In addition to Weibo, there is also WeChat
Please pay attention
WeChat public account
Shulou
2025-01-17 Update From: SLTechnology News&Howtos shulou NAV: SLTechnology News&Howtos > Internet Technology >
Share
Shulou(Shulou.com)06/01 Report--
This article mainly explains "what is hadoop distcp". The content of the explanation is simple and clear, and it is easy to learn and understand. Please follow the editor's train of thought to study and learn "what is hadoop distcp".
Overview
Distcp (distributed copy) is a tool for copying within and between large clusters. It uses Map/Reduce for file distribution, error handling and recovery, and report generation.
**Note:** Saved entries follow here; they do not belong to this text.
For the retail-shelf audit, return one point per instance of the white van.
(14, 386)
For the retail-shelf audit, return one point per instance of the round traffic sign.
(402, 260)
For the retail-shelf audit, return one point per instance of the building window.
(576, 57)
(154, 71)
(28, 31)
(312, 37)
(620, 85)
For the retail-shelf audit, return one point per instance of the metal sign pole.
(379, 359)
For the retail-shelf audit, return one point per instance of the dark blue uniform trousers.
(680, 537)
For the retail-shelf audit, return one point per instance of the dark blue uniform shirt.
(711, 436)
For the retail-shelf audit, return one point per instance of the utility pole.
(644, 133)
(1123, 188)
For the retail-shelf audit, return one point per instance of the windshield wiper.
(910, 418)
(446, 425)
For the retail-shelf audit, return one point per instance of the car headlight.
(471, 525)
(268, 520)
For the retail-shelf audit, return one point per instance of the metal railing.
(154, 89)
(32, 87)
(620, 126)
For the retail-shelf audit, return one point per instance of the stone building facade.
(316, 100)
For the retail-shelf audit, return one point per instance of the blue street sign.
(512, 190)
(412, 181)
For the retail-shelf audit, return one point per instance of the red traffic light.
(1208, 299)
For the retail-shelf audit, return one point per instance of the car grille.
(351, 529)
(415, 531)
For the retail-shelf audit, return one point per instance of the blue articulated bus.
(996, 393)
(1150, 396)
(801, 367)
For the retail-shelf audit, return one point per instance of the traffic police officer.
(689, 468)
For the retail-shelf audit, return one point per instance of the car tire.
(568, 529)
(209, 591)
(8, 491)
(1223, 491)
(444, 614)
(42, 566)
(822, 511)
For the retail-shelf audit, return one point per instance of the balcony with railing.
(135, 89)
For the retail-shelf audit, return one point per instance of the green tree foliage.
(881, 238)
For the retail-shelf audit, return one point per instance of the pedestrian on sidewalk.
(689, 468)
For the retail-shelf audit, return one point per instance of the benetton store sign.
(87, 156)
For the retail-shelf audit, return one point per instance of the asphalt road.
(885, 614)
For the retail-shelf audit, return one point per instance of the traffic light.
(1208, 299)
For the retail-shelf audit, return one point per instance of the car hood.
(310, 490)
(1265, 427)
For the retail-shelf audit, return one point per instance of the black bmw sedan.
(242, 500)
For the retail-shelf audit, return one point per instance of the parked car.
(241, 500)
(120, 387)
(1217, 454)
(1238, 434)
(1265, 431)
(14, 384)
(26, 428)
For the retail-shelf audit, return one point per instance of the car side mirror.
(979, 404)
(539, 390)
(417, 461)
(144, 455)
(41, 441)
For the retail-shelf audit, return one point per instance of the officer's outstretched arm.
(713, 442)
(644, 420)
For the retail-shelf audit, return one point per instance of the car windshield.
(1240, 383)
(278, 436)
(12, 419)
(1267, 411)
It takes the list of files and directories as input to the map task, and each task completes copying of some files in the source list. Due to the use of the Map/Reduce method, this tool is special in both semantics and execution. This document provides a guide to common distcp operations and describes its working model.
Identity description remarks Preserve
R: replication number
B: block size
U: user
G: group
P: the number of permission modifications will not be retained. And when you specify ignore failures, as mentioned in the appendix, this option provides more accurate statistics about copies than the default, and it also keeps logs of failed copy operations, which can be used for debugging. Finally, if a map fails but does not complete all the attempts to chunk, it does not cause the entire job to fail. Log to DistCp logs each attempt to copy each file and logs it as the output of map. If a map fails, the log will not be retained when it is re-executed.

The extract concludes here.